Onder verschillende mindere of lokale goden, de aard en zelfs het geslacht van velen van wie onbekend blijft, worden de beter gedocumenteerde hier vermeld. In Qatabān worden Anbay en Ḥawkam samen aangeroepen als (de goden) 'van bevel en besluit (?)'. De naam Anbay is verwant aan die van de Babylonische god Nabu, terwijl Ḥawkam is afgeleid van de wortel die 'wijs zijn' betekent.

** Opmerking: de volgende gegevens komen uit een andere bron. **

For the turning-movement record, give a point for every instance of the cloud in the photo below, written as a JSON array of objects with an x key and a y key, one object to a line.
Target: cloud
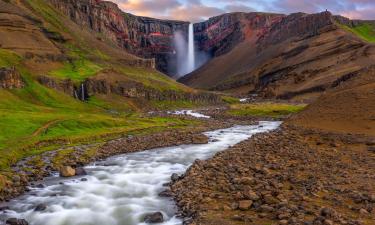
[{"x": 198, "y": 10}]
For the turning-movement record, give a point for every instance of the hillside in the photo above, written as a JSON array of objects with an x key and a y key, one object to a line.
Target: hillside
[
  {"x": 62, "y": 83},
  {"x": 349, "y": 108},
  {"x": 296, "y": 56}
]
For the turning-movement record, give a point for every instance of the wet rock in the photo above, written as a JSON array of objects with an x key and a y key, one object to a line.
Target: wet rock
[
  {"x": 200, "y": 139},
  {"x": 175, "y": 177},
  {"x": 80, "y": 171},
  {"x": 10, "y": 78},
  {"x": 245, "y": 205},
  {"x": 15, "y": 221},
  {"x": 156, "y": 217},
  {"x": 166, "y": 193},
  {"x": 67, "y": 171},
  {"x": 371, "y": 149},
  {"x": 40, "y": 207}
]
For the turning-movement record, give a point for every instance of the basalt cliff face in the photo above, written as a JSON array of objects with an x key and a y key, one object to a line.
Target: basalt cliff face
[
  {"x": 141, "y": 36},
  {"x": 278, "y": 56},
  {"x": 221, "y": 34}
]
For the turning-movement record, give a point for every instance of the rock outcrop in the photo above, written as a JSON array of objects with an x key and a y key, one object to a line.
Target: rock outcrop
[
  {"x": 110, "y": 82},
  {"x": 141, "y": 36},
  {"x": 10, "y": 78},
  {"x": 295, "y": 56},
  {"x": 220, "y": 34}
]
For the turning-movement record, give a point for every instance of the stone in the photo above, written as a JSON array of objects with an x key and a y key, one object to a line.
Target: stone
[
  {"x": 166, "y": 193},
  {"x": 40, "y": 207},
  {"x": 80, "y": 171},
  {"x": 10, "y": 78},
  {"x": 363, "y": 211},
  {"x": 371, "y": 149},
  {"x": 156, "y": 217},
  {"x": 245, "y": 204},
  {"x": 175, "y": 177},
  {"x": 252, "y": 196},
  {"x": 15, "y": 221},
  {"x": 200, "y": 139},
  {"x": 67, "y": 171}
]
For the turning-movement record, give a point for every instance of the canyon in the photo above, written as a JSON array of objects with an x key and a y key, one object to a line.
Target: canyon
[{"x": 245, "y": 118}]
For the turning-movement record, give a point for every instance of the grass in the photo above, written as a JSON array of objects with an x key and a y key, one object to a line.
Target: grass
[
  {"x": 365, "y": 31},
  {"x": 8, "y": 58},
  {"x": 36, "y": 114},
  {"x": 77, "y": 70},
  {"x": 267, "y": 109}
]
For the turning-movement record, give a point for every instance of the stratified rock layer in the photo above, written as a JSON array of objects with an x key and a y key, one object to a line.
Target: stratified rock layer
[
  {"x": 10, "y": 78},
  {"x": 142, "y": 36}
]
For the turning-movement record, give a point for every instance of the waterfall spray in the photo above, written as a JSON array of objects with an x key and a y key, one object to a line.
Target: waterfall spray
[
  {"x": 191, "y": 52},
  {"x": 83, "y": 92}
]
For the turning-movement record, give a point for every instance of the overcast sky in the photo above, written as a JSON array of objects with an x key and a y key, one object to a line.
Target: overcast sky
[{"x": 197, "y": 10}]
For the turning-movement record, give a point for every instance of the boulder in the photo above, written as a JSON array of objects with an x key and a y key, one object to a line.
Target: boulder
[
  {"x": 10, "y": 78},
  {"x": 175, "y": 177},
  {"x": 67, "y": 171},
  {"x": 156, "y": 217},
  {"x": 200, "y": 139},
  {"x": 40, "y": 207},
  {"x": 15, "y": 221},
  {"x": 80, "y": 171},
  {"x": 245, "y": 204}
]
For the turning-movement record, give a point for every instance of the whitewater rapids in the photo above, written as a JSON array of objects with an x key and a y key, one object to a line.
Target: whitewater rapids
[{"x": 123, "y": 189}]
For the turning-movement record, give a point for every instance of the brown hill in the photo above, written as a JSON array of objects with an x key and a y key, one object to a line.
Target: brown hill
[
  {"x": 348, "y": 108},
  {"x": 299, "y": 56}
]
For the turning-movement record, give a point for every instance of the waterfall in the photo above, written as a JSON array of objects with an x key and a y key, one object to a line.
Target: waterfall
[
  {"x": 83, "y": 92},
  {"x": 185, "y": 51},
  {"x": 191, "y": 52}
]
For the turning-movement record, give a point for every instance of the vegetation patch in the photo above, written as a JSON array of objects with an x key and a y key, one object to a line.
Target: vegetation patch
[
  {"x": 365, "y": 31},
  {"x": 266, "y": 109}
]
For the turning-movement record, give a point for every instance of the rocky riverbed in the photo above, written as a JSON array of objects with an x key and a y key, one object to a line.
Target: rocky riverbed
[
  {"x": 32, "y": 170},
  {"x": 290, "y": 176},
  {"x": 123, "y": 189}
]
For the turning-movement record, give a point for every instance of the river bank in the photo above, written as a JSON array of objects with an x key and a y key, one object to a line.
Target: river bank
[
  {"x": 290, "y": 176},
  {"x": 124, "y": 189}
]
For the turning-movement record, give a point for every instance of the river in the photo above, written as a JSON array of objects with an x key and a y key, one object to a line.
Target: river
[{"x": 123, "y": 189}]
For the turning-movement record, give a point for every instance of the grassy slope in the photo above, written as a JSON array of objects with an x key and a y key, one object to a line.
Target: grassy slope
[
  {"x": 365, "y": 31},
  {"x": 266, "y": 109},
  {"x": 37, "y": 114}
]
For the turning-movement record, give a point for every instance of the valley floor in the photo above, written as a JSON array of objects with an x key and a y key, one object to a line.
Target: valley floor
[{"x": 290, "y": 176}]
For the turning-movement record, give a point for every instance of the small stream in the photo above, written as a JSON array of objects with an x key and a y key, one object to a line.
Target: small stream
[{"x": 123, "y": 189}]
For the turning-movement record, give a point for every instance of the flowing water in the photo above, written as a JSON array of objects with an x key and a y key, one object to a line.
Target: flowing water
[
  {"x": 123, "y": 189},
  {"x": 191, "y": 52}
]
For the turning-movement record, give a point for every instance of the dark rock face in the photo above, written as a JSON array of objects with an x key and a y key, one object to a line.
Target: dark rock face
[
  {"x": 10, "y": 78},
  {"x": 106, "y": 85},
  {"x": 144, "y": 37},
  {"x": 154, "y": 218},
  {"x": 296, "y": 25},
  {"x": 221, "y": 34}
]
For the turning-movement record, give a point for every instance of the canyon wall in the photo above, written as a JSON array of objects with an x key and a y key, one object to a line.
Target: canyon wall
[
  {"x": 141, "y": 36},
  {"x": 221, "y": 34}
]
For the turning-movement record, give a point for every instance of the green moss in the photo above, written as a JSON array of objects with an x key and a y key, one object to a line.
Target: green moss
[
  {"x": 8, "y": 58},
  {"x": 265, "y": 109},
  {"x": 48, "y": 13},
  {"x": 365, "y": 31},
  {"x": 230, "y": 100},
  {"x": 78, "y": 70}
]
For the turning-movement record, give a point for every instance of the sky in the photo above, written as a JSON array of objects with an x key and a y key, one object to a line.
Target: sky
[{"x": 198, "y": 10}]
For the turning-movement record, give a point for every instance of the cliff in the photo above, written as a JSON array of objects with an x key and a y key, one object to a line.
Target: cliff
[
  {"x": 141, "y": 36},
  {"x": 296, "y": 56},
  {"x": 221, "y": 34}
]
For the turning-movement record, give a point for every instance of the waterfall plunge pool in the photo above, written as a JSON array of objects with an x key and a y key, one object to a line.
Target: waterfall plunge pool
[{"x": 123, "y": 189}]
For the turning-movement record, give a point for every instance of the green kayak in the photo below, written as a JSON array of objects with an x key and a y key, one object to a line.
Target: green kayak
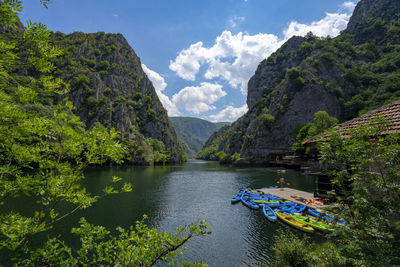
[
  {"x": 312, "y": 222},
  {"x": 270, "y": 201}
]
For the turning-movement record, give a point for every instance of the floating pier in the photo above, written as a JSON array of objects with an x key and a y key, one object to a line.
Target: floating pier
[{"x": 287, "y": 194}]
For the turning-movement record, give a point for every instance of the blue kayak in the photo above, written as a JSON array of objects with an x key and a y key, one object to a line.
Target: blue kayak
[
  {"x": 238, "y": 196},
  {"x": 298, "y": 208},
  {"x": 269, "y": 213},
  {"x": 316, "y": 213},
  {"x": 236, "y": 199},
  {"x": 248, "y": 203}
]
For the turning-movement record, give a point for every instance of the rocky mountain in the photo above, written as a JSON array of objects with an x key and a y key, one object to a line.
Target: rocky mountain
[
  {"x": 108, "y": 86},
  {"x": 194, "y": 132},
  {"x": 345, "y": 76}
]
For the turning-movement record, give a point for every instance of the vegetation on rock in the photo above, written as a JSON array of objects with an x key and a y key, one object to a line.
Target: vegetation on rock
[
  {"x": 367, "y": 188},
  {"x": 44, "y": 150},
  {"x": 345, "y": 76}
]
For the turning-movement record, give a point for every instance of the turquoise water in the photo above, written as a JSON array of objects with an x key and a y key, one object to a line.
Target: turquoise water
[{"x": 173, "y": 196}]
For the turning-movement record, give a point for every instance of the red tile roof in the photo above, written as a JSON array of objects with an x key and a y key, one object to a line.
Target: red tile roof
[{"x": 390, "y": 112}]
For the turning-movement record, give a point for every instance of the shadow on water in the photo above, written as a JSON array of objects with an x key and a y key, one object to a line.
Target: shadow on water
[{"x": 173, "y": 196}]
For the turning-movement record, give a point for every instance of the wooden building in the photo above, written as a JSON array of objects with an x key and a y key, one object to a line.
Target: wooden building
[{"x": 390, "y": 112}]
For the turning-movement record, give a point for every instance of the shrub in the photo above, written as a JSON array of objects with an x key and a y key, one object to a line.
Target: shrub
[
  {"x": 267, "y": 119},
  {"x": 103, "y": 65},
  {"x": 235, "y": 157},
  {"x": 221, "y": 155}
]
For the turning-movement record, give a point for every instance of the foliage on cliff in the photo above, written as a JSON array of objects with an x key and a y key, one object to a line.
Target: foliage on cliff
[
  {"x": 367, "y": 189},
  {"x": 44, "y": 151},
  {"x": 107, "y": 86},
  {"x": 345, "y": 76},
  {"x": 322, "y": 122}
]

Ze vertegenwoordigen waarschijnlijk twee aspecten (zoals Avond- en Morgenster?) Van de Babylonische Nabu-Mercurius, de god van het lot en de wetenschap en de woordvoerder van de goden. In Ḥaḍramawt was Ḥawl waarschijnlijk een maangod; zijn naam verwijst blijkbaar naar de maancyclus. Sommige stammen aanbaden hun eigen 'beschermheer' (shym). Taʾlab was de beschermheilige van Sumʿay, een Sabaean federatie van stammen. In Maʿīn was Nikraḥ een beschermheer van de genezer; zijn heiligdom, gelegen op een heuvel in het midden van een grote enclave gemarkeerd door pilaren, was een asiel voor stervende mensen en vrouwen tijdens de bevalling.

Onder andere in Zuid-Arabië aanbeden Noord- of Centraal-Arabische goden, werd Dhū-Samāwī ("de Hemelse") door bedoeïenenstammen aangeboden met votiefbeeldjes van kamelen om het welzijn van hun kuddes te verzekeren. Kāhil, de nationale god van het centrale Arabische koninkrijk Qaḥṭān in Qaryat al-Faʾw, werd daar geassimileerd met Dhū-Samāwī. Hij was ook bekend in Zuid-Arabië. Omgekeerd verschijnt de Sabaeaanse god tarAthtar Sharīqān in Qarya onder de Arabische transcriptie ʿAthar [sic] a (sh) -Sharīq.

De Zuid-Arabische goden worden meestal opgeroepen door een symbool, zoals bijvoorbeeld een stierenkop, slang of blikseminslag. Zelden (en later) verschijnen ze in menselijke vorm, geïnspireerd door laat-Hellenistische iconografie: bijvoorbeeld zittend Demeter met hoorn des overvloeds, Dionysus-Sabazios en de Dioscuri.